Das Gutachten des IGES Instituts, das noch von der Pflegebevollmächtigten der alten Bundesregierung in Auftrag gegeben worden war, erörtert den derzeitigen Zustand der kommunalen Pflegeplanung in Deutschland und zeigt auf, wo noch Verbesserungsbedarf besteht.

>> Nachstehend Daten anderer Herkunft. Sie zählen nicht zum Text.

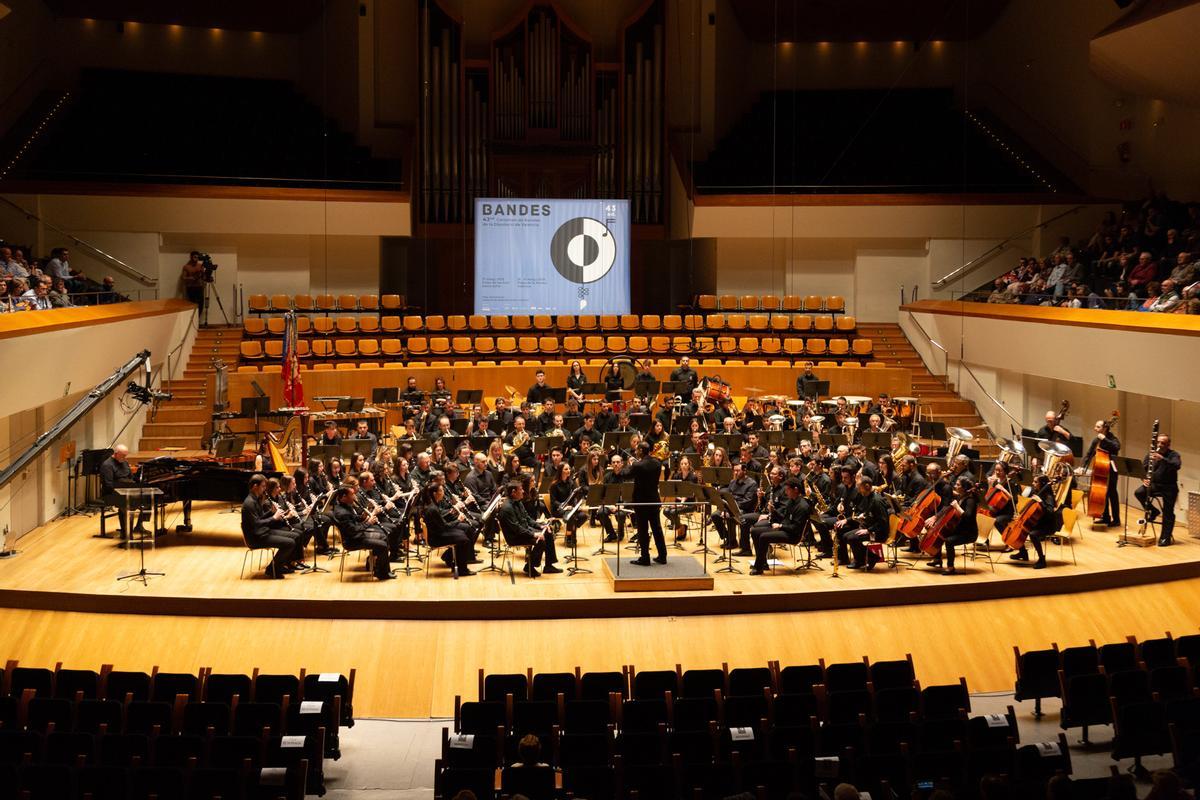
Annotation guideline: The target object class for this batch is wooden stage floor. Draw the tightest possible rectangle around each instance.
[0,503,1200,620]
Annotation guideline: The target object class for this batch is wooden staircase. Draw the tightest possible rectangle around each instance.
[856,323,997,458]
[138,326,241,451]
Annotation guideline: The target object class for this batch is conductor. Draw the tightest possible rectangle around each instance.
[629,441,667,566]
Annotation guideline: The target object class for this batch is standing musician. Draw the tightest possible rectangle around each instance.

Dabei biete sich ein sehr heterogenes Bild, heißt es in dem Abschlussbericht (PDF-Datei). So enthielten zwar die meisten Pflegeplanungen auf kommunaler Ebene Schätzungen des künftigen Pflegebedarfs. „Der sich daraus ergebende künftige Bedarf an Pflegeplätzen und Pflegepersonal wird jedoch meist nicht konkret ermittelt“, so das IGES. Angesichts fehlender Ressourcen nehme diese Aufgabe oft keinen hohen Stellenwert bei den Kommunen ein. 

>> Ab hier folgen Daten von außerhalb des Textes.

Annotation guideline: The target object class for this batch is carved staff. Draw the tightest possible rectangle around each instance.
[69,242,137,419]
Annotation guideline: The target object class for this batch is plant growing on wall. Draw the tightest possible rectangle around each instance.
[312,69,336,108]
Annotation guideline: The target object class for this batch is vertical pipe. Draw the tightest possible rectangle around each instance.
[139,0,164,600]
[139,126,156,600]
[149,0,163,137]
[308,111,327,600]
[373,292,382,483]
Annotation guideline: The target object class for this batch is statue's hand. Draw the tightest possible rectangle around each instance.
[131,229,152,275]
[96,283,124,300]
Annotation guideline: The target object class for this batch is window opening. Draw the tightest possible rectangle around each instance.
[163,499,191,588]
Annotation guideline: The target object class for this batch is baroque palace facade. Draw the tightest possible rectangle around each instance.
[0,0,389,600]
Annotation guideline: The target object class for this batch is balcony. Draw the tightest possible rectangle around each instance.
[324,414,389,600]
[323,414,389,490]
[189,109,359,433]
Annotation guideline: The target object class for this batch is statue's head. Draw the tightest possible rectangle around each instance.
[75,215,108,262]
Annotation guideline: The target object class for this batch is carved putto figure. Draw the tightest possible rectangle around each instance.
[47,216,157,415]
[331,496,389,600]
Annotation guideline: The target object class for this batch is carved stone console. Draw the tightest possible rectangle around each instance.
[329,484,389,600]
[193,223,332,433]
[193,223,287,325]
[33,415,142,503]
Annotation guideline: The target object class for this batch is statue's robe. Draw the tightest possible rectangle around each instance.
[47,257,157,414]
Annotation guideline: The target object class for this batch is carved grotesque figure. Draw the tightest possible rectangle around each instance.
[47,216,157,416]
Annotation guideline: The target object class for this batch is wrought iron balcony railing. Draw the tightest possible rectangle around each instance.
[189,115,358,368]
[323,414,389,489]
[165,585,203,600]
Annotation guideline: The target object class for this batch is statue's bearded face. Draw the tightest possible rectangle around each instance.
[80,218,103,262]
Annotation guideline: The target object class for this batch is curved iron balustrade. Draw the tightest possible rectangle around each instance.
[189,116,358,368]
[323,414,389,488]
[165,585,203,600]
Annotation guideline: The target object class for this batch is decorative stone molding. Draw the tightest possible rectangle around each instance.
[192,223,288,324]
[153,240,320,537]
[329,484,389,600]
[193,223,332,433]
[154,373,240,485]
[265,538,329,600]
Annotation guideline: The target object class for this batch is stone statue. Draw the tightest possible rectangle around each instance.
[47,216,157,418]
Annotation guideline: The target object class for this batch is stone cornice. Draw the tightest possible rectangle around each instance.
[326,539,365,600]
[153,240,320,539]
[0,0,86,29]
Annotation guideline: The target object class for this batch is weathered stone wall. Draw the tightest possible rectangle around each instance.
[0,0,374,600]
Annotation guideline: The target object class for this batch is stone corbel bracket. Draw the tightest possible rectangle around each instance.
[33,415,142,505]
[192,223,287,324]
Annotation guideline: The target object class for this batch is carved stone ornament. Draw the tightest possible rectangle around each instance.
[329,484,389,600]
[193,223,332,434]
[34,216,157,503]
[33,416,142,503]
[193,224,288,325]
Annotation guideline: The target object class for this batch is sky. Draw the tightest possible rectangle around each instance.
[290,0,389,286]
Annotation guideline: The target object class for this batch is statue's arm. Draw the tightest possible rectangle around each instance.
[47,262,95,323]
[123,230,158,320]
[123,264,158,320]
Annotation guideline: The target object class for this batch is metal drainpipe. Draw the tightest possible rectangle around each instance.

LfK lehnt kommunale Pflegeplanung ab

Der LfK sieht sich angesichts der Erkenntnisse in seiner Auffassung bestätigt, dass eine Steuerung der pflegerischen Versorgung über eine kommunale Pflegeplanung dem realen Bedarf vor Ort nur selten gerecht werden kann. „Langwierige Datenerhebungen und Planungsprozesse können nicht das leisten, was die lokalen Pflegeanbieter bereits automatisch in ihrem Alltag leisten“, erklärt LfK-Geschäftsführer Christoph Treiß. „Auf veränderte Anforderungen und Bedarfe flexibel reagieren kann nur, wer die Dynamik täglich mitbekommt. Es ist sicherlich sinnvoll, langfristige Entwicklungen im Blick zu behalten und Ressourcen rechtzeitig zur Verfügung zu stellen. Starre Vorgaben erschweren jedoch die Möglichkeit, im Bedarfsfall schnell zu reagieren und die Versorgung von Anspruchsberechtigten zu jeder Zeit sicherzustellen.“

Das IGES-Gutachten empfiehlt nichtsdestotrotz, der kommunalen Pflegeplanung mehr Steuerungskompetenz und damit auch mehr finanzielle und personelle Ressourcen zuzuschreiben. Auch sollten regelmäßig aktuelle kleinräumige Daten bereitgestellt werden. Dabei sollten die Länder unterstützen. An ihnen liege es auch, konkretere Vorgaben zu Inhalten, Indikatoren und Planungszeiträumen in den Landespflegegesetzen zu verankern und den Kommunen zum Beispiel mit konkreten Planungskonzepten und -hilfen oder über spezielle Fachstellen unter die Arme greifen.